В одну из бессонных ночей после выстраданной им борьбы, почти с ненавистью отгоняя воспоминание о Ва­лерии, Самуил пришел к убеждению, что полная пере­мена в его жизни будет ему полезна, что домом его должна руководить женщина, что для этой роли Руфь была весьма подходящей. Она получила прекрасное об­разование, имела отличные манеры и, так как выросла почти в бедности, то роскошь, которой она будет окру­жена в доме мужа, вознаградит ее за недостаток в Любо­ви. Пылкая страсть невесты не тревожила Самуила.
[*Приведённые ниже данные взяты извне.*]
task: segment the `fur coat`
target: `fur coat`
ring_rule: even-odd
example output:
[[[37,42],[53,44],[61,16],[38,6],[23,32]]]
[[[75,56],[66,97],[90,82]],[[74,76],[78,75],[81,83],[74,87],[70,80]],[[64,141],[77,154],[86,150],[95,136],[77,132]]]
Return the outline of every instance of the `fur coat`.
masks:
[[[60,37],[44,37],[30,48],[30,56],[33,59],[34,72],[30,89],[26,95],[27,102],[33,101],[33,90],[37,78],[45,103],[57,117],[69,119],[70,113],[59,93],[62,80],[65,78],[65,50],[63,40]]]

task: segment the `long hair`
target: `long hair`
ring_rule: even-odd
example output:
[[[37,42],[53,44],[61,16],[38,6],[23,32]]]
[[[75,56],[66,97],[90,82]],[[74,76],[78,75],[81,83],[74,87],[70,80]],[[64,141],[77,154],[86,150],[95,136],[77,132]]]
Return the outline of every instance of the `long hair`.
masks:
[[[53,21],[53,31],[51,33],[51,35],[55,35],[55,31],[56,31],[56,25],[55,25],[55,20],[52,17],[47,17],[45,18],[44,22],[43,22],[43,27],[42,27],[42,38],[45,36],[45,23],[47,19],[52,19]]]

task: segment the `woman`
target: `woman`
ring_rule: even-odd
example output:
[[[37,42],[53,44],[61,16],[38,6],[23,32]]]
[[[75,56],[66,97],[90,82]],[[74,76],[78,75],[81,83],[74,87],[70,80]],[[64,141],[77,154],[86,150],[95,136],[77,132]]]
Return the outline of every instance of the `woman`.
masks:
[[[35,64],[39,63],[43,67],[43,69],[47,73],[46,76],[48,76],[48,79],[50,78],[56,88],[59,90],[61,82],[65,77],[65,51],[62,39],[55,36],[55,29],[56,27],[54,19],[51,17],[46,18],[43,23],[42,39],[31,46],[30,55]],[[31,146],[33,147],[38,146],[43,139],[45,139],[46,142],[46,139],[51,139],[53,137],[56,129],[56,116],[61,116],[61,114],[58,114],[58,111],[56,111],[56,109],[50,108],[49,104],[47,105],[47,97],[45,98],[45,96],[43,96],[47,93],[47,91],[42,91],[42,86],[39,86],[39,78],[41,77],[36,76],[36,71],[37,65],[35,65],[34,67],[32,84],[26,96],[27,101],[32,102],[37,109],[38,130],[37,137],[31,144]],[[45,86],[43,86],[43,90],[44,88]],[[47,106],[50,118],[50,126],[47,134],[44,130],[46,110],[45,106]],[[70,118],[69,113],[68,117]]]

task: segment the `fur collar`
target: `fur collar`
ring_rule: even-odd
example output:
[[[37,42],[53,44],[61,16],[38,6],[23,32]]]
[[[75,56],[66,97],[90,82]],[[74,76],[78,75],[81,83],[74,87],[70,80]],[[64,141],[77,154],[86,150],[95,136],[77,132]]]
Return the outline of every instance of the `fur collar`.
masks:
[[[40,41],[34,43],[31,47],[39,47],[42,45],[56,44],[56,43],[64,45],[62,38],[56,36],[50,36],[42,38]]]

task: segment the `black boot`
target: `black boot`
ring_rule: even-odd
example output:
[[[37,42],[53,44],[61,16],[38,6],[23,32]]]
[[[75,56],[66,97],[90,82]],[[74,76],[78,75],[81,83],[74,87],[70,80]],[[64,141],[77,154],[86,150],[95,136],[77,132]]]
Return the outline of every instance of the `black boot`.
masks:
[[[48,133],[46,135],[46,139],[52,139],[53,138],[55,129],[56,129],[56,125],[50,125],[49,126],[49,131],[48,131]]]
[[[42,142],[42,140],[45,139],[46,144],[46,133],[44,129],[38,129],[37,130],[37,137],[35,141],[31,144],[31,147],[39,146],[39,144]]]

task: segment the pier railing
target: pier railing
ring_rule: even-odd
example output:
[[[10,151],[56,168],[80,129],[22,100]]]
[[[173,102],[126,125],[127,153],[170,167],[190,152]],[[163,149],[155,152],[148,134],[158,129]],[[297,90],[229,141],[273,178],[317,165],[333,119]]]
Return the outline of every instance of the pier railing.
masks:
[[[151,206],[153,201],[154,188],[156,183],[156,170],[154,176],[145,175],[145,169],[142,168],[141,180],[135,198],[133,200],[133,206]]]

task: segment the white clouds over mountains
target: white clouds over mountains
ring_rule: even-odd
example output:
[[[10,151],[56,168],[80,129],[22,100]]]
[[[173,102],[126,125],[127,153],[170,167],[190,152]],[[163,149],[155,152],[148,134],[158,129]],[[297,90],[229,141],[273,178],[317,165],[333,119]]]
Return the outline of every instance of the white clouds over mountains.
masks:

Эти романтические мечтания, думал он, со временем легко улетучатся.

Свадьба состоялась, с обеих сторон последовало бы­строе разочарование. Руфь, безумно влюбленная в мужа, была оскорблена и возмущена его ледяной холодностью, она не могла понять, что значат его сдержанность и яв­ное желание избегать ее присутствия. Когда в первый раз она позволила себе ласку и несколько слов любви, мрачный и удивленный взгляд, которым смерил ее Са­муил, обдал ее холодом. Отвергнутая молодая женщи­на как-будто примирилась со своей участью, но всей сво­ей пылкой душой она стремилась разгадать загадку и ломала себе голову над ее разрешением.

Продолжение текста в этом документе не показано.